The Federal Trade Commission, already stung by a series of resignations, has lost another top manager, Barbara Rowan, who resigned Abruptly last week, charging the agency with race and sex discrimination.

Rowan, who is black, has been the assistant director for product liability in the FTC's Bureau of Consumer Protection for almost two years.

"It is clear to me that your leadership in providing opportunities for advancement for nonwhite, nonmale, persons even in your own office is sadly flawed," Rowan wrote in a May 30 letter to FTC Chairman Michael Pertschuk.

Specifically, Rowan said Pertschuk filled the positions of general counsel, director of the Bureau of Competition and chief aide to the chairman "without even a public nod to women, miniorities or others in the agency who might be interested and capable."

After complaining that the resignation letter had been made available outside the commission, Rowan said yesterday that FTC policy seems to be saying to women and minority-group members who are already with the FTC that "you don't have a shot, forget it."

"There is a rotation in and out of the chairman's office, and they all look alike," Rowan said. "Especially now when people need their heads patted, no notice has been given of these jobs. It's a farewell to Mr. X and a hello to Mr. Y."

Although officials of the commission point out that the agency isn't in its failure to bring more blacks and women into significant posts, some say hiring practices at the FTC are particularly noteworthy.

"It would be hard to find an agency with statistics as uniformly as bad as ours," said one official.

FTC member Patricia Bailey, who was appointed recently by Pertschuk to head a task force on sexism, said yesterday that the FTC undoubtedly could improve its hiring and promotion process.
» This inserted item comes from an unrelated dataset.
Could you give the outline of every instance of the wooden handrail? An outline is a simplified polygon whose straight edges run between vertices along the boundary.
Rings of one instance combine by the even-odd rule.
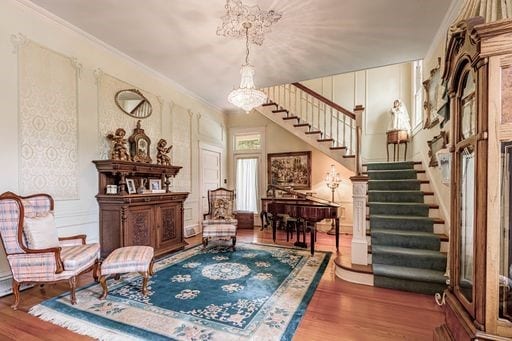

In fact, the task force is expected to push for hiring an outside consultant to study commission practices.

"It is fair to say that my real feeling is that you can look and see the absence of women in managerial and supervisory positions," Bailey said. "But that does not distinguish the FTC from other public and private institutions."

"The facts make Barbara's statements undeniably correct, but the other fact that is important is that I know that the chairman is allert to that and is aware of the problem," Bailey added.

Nevertheless, there are only 3 blacks -- a figure that includes Rowan, who will leave the FTC by Aug. 3 -- and 3 women -- a total also including Rowan -- in 44 senior executive jobs at the FTC. That category is established by federal Civil Service officials.

Further, the FTC's 11-member "management team" includes one woman and one black.

Pertschuk said Roman's resignation is "obvisously disturbing" because she is a "very valuable member" of the FTC staff.

However, Pertschuk defended the recent hiring decisions, pointing out that, with the November elections only five months away, "It is virtually impossible to recruit from outside the commission.

"I contacted one of the leading women lawyers in the country to see if she was interested in the general counsel's job, but the answer was that things are too uncertain at the commission," Pertschuk said.

"Assuming Carter is re-elected, we will take a hard look at all of the positions to see who is available outside the commission . . . and in that process one of the goals will be to recruit both women and minorities."

Rowan said that Pertschuk spoke with her after he received her letter, although she had failed in attempts over a year ago to discuss hiring and promotion issues.

She accused Pertschuk of "blatantly" promoting people in a manner "totally contrary to the chairman's own statements." She noted that she had been recruited from the staff of a House committee in 1978, as had several of the women and minority staff members at the FTC, which Rowan said was unnecessary in light of current staff talent at the agency.

"I had said I would stay through this difficult time and refused two nice offers earlier this year," Rowan said. "But those decisions did it."